Face ao anunciado desmoronamento das bases teóricas, filosóficas, ideológicas, políticas e religiosas que, durante séculos, sustentaram as nossas posições, onde poderemos ir agora procurar o fundamento racional para valores humanos nucleares como o bem, a felicidade, a verdade, a paz, a justiça ou a solidariedade? É possível, ou legítimo, ambicionar a concentração de valores num mundo ‘’polifônico’’ como este em que vivemos? O que mudou realmente no universo das nossas escolhas morais? Que princípios devem estruturar hoje o espaço da ação humana? Como equacionar o futuro de um presente tão incerto, vulnerável e violento? Que novos e instigantes desafios se vislumbram no campo do saber?

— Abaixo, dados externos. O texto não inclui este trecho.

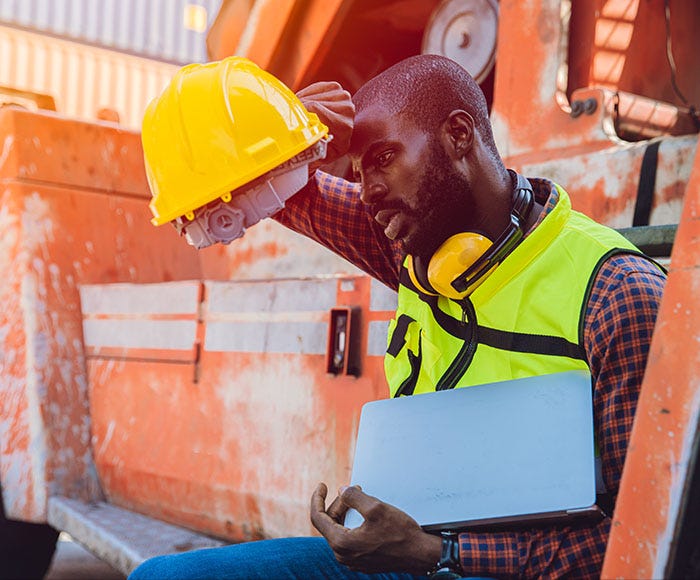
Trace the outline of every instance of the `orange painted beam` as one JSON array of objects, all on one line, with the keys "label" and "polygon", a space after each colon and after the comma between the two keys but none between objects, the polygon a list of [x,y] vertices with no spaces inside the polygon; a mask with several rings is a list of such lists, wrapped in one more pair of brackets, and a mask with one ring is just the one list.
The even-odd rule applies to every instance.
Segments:
[{"label": "orange painted beam", "polygon": [[269,69],[298,0],[262,0],[253,5],[241,34],[236,54],[246,56],[258,66]]},{"label": "orange painted beam", "polygon": [[314,0],[309,3],[297,36],[297,50],[288,59],[294,71],[290,79],[294,90],[306,84],[304,80],[321,64],[351,4],[349,0]]},{"label": "orange painted beam", "polygon": [[594,98],[596,107],[591,114],[569,115],[566,87],[558,80],[566,61],[566,32],[559,0],[499,4],[491,119],[505,157],[551,159],[560,157],[564,148],[612,145],[612,128],[605,126],[609,106],[602,91],[585,89],[585,94],[572,97]]},{"label": "orange painted beam", "polygon": [[219,12],[207,32],[207,58],[221,60],[236,54],[238,41],[255,0],[222,0]]},{"label": "orange painted beam", "polygon": [[668,577],[700,416],[700,149],[686,189],[603,578]]},{"label": "orange painted beam", "polygon": [[351,4],[352,0],[230,0],[222,5],[208,35],[209,57],[245,56],[297,90],[327,54]]}]

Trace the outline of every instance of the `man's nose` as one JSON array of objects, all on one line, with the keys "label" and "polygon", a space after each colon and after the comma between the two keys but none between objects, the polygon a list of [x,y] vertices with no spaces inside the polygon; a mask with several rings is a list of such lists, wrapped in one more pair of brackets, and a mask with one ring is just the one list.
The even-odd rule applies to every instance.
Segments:
[{"label": "man's nose", "polygon": [[382,182],[366,179],[362,180],[362,192],[360,200],[362,203],[376,203],[387,194],[387,187]]}]

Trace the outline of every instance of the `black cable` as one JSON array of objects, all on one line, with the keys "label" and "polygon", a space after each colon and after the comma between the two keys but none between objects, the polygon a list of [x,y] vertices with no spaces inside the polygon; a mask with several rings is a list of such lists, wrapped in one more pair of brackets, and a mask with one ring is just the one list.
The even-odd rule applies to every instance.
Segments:
[{"label": "black cable", "polygon": [[688,99],[685,98],[676,81],[676,61],[673,59],[673,47],[671,45],[671,0],[664,0],[664,15],[666,21],[666,60],[668,60],[668,66],[671,69],[671,86],[673,87],[673,92],[675,92],[683,104],[688,107],[688,113],[693,119],[693,123],[695,123],[695,128],[700,130],[700,116],[698,116],[698,110],[695,105],[688,102]]}]

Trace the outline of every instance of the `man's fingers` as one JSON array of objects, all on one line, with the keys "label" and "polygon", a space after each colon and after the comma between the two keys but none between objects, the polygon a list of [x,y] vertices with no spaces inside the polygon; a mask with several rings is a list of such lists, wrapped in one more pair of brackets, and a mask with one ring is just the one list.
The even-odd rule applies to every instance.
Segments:
[{"label": "man's fingers", "polygon": [[341,102],[316,101],[311,99],[303,99],[302,104],[307,111],[316,113],[321,119],[341,121],[344,124],[352,127],[355,117],[355,107]]},{"label": "man's fingers", "polygon": [[348,508],[354,508],[360,512],[365,520],[371,520],[384,505],[376,497],[367,495],[357,485],[344,488],[340,493],[340,499]]},{"label": "man's fingers", "polygon": [[319,82],[298,91],[297,97],[309,112],[318,115],[333,136],[324,164],[345,155],[355,119],[355,105],[350,93],[336,82]]},{"label": "man's fingers", "polygon": [[311,523],[328,540],[328,543],[337,555],[337,550],[340,549],[342,552],[343,547],[347,545],[350,539],[348,533],[351,530],[339,524],[333,519],[332,515],[329,515],[329,512],[332,514],[337,511],[344,512],[347,510],[347,507],[341,507],[342,502],[338,498],[328,508],[328,512],[325,510],[327,493],[328,489],[325,484],[321,483],[311,496]]},{"label": "man's fingers", "polygon": [[300,89],[296,93],[299,99],[310,98],[318,99],[320,96],[324,96],[329,100],[345,100],[350,99],[350,93],[343,89],[339,83],[333,81],[321,81],[318,83],[310,84],[308,87]]},{"label": "man's fingers", "polygon": [[328,488],[325,483],[319,483],[316,486],[313,494],[311,494],[311,515],[314,512],[324,512],[326,511],[326,495],[328,495]]},{"label": "man's fingers", "polygon": [[338,83],[314,83],[297,92],[297,97],[303,105],[316,114],[324,108],[343,117],[352,119],[355,116],[355,105],[350,93]]},{"label": "man's fingers", "polygon": [[347,511],[348,506],[345,505],[343,500],[340,499],[340,496],[338,496],[333,500],[333,503],[330,506],[328,506],[326,513],[331,517],[331,519],[335,520],[338,523],[342,523],[343,517],[345,517],[345,513]]},{"label": "man's fingers", "polygon": [[331,517],[326,513],[326,495],[328,488],[325,483],[319,483],[311,495],[311,523],[326,538],[333,533],[333,526],[336,526]]}]

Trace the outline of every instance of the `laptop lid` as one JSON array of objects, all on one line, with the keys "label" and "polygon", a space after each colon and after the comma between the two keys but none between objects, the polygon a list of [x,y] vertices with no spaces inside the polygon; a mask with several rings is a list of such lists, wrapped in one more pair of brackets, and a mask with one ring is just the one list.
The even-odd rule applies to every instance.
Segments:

As palavras de Nóvoa que servem de epígrafe ao nosso blog fazem todo o sentido. Com efeito, a contemporaneidade apresenta-se com mudanças em todos os campos do nosso viver, particularmente as que ocorrem no campo do conhecimento. Elas são de tal magnitude que exigem um profundo empenhamento das ciências, da filosofia e das artes. Cada vez mais se torna difícil continuar a operar por meio de parcelas da realidade, seguindo a lógica tradicional das disciplinas enclausuradas no seu próprio espaço. O desafio a instaurar prende-se, pois, com uma perspectiva transdisciplinar, que seja capaz de romper as fronteiras do saber, do pensar e do viver contemporâneo.
Estas inquietações levaram um grupo de alunos, junto com o professor que ministra a disciplina “Tópicos Especiais em Educação: Fronteiras do Pensamento”, do Curso de Mestrado em Educação da Universidade do Estado de Minas Gerais, a procurar ampliar as discussões para além do espaço da sala de aula. Este blog resultou, pois, dessa necessidade e pretende-se que nele sejam apresentados textos dos próprios alunos e de outros autores, entrevistas, vídeos, etc., por forma a tornar-se um espaço de reflexão e discussão sobre o mundo contemporâneo.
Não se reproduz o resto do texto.